I don’t mean to scare the s**t out of you, but read this. It’s an older article. Sometimes I go thru stuff and re-publish some of the more interesting items.

So if you haven’t already read this Times article, it might be of value in keeping you in that all-important, hard-to-maintain, crazy mood.

    Stephanie Smith, a children’s dance instructor, thought she had a stomach virus. The aches and cramping were tolerable the first day, but she finished her classes.

    Then her diarrhea turned bloody. Her kidneys shut down. Seizures knocked her unconscious. The convulsions grew so relentless that doctors had to put her in a coma for nine weeks. When she emerged, she could no longer walk. The affliction had ravaged her nervous system and left her paralyzed.

    Ms. Smith, 22, was found to have a severe form of food-borne illness caused by E. coli, which Minnesota officials traced to the hamburger that her mother had grilled for their Sunday dinner in early fall 2007.

    “I ask myself every day, ‘Why me?’ and ‘Why from a hamburger?’ ”Ms. Smith said. In the simplest terms, she ran out of luck in a food-safety game of chance whose rules and risks are not widely known.

    Meat companies and grocers have been barred from selling ground beef tainted by the virulent strain of E. coli known as O157:H7 since 1994, after an outbreak at Jack in the Box restaurants left four children dead. Yet tens of thousands of people are still sickened annually by this pathogen, federal health officials estimate, with hamburger being the biggest culprit. Ground beef has been blamed for 16 outbreaks in the last three years alone, including the one that left Ms. Smith paralyzed from the waist down. This summer, contamination led to the recall of beef from nearly 3,000 grocers in 41 states.

    Ms. Smith’s reaction to the virulent strain of E. coli was extreme, but tracing the story of her burger, through interviews and government and corporate records obtained by The New York Times, shows why eating ground beef is still a gamble. Neither the system meant to make the meat safe, nor the meat itself, is what consumers have been led to believe.

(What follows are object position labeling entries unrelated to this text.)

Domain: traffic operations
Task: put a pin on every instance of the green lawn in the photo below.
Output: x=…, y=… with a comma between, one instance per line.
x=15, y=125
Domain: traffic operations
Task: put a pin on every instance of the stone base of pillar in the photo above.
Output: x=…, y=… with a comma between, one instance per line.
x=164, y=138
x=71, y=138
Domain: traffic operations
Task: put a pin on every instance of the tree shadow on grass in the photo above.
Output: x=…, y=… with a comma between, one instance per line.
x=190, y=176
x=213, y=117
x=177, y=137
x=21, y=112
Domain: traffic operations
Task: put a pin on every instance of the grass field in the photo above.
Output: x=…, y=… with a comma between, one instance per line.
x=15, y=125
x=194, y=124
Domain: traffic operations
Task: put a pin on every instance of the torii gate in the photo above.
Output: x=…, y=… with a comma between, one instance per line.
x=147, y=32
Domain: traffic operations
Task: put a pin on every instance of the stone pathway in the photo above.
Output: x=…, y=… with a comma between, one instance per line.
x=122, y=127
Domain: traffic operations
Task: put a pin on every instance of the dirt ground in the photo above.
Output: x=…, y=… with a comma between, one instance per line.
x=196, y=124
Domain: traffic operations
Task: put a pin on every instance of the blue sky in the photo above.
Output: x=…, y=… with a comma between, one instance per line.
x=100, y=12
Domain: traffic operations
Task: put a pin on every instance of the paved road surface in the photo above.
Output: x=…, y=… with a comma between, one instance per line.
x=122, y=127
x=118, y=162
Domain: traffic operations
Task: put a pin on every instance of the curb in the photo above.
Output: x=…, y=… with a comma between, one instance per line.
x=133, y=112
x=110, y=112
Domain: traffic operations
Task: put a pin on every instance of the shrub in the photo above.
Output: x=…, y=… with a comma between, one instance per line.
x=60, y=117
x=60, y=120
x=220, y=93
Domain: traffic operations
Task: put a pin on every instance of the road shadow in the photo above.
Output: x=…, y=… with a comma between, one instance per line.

What happened to her could happen to you or me. And it’s a direct result of the conservative drown-it-in-a-bathtub philosophy, and its dedication to getting rid of the kind of government that might have the ability to protect us from this.

The title of this post comes from a Rick Perlstein article that explains how we got here. You should read that, too, and you should read this Internet Food Association post that gives some more details on Cargill, the company that supplied the beef for that tainted hamburger Stephanie Smith was unlucky enough to eat. Ezra Klein has more on this. Bon appetit.